While traditional Malian music thrives with lots of CDs getting international distribution, Issa Bagayogo reminds us that Mali is also a contemporary nation with (among other modern conveniences) musical innovators. Bagayogo adds a delicate spicing of electronic beats and embellishments to Malian music, with fantastic results. His deft touch results in music that still sounds acoustic, yet is fit for latenight club dancing.

Lo*Jo (France): Au Cabaret Sauvage

World Village

The continuing adventures of the wild French musical commune.

For more, click here.

Fanfare Ciocarlia (Romania): Radio Pascani


Brass on Fire. There couldn't be a better description of Fanfare Ciocarlia than that title of a 2002 documentary film on the band. Tight gypsy horn tunes with blistering tempos. And they can keep it up for the many hours that wedding ceremonies can take.

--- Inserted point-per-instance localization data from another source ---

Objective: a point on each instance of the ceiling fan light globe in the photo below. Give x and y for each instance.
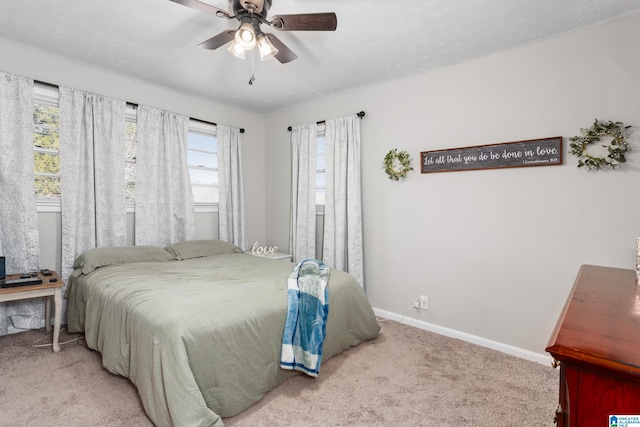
(267, 50)
(237, 50)
(246, 36)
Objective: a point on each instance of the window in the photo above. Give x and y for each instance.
(46, 145)
(321, 175)
(202, 159)
(202, 154)
(130, 141)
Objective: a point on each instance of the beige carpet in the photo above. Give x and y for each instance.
(406, 377)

Manu Chao (France): Radio Bemba Sound System


Always a willing experienter, former Manu Negro frontman Manu Chao combines alt-Latin punk sensibilities with a populist anti-globalization message that packs halls from Europe to South America. His message and his recording style (the CD's tracks all run together) may make him unpalatable for mainstream US airplay, but you'll certainly hear him on Spin the Globe.

dj Cheb i Sabbah (Algeria): Krishna Lila

Six Degrees

dj Cheb i Sabbah could be a poster child for the good side of globalization. Born in Muslim Algeria, he worked as a DJ in Paris in the 1960s, and still spins at clubs today from his home in San Francisco. Along his journey, he became a devotee of Krishna, and Krishna Lila is an exploration of the traditional devotional music of both north and south India.

Djelimady Tounkara (Mali): Sigui


A beautiful acoustic CD by a master guitarist whose licks were sometimes overshadowed in the past by loud dance numbers he chuned out with the rest of the of The Super Rail Band. On Sigui (sounds like "figgy") Tounkara takes a step back into tradition, while keeping a firm grip on his guitar, at times sounds like a flamenco player, and at times a kora. In a Spin the Globe interview, he described this CD as a bridge to an even more traditional recording he plans to make using only old, traditional Malian instruments like the n'goni (hunter's harp).

Tinariwen (Taureg): The Radio Tisdas Sessions

World Village

The Taureg rebels of the Saharan desert lay down their guns and picked up guitars. Their songs of desert life, of struggle and love, have all the earmarks of the blues, but blues with an otherworldly feel.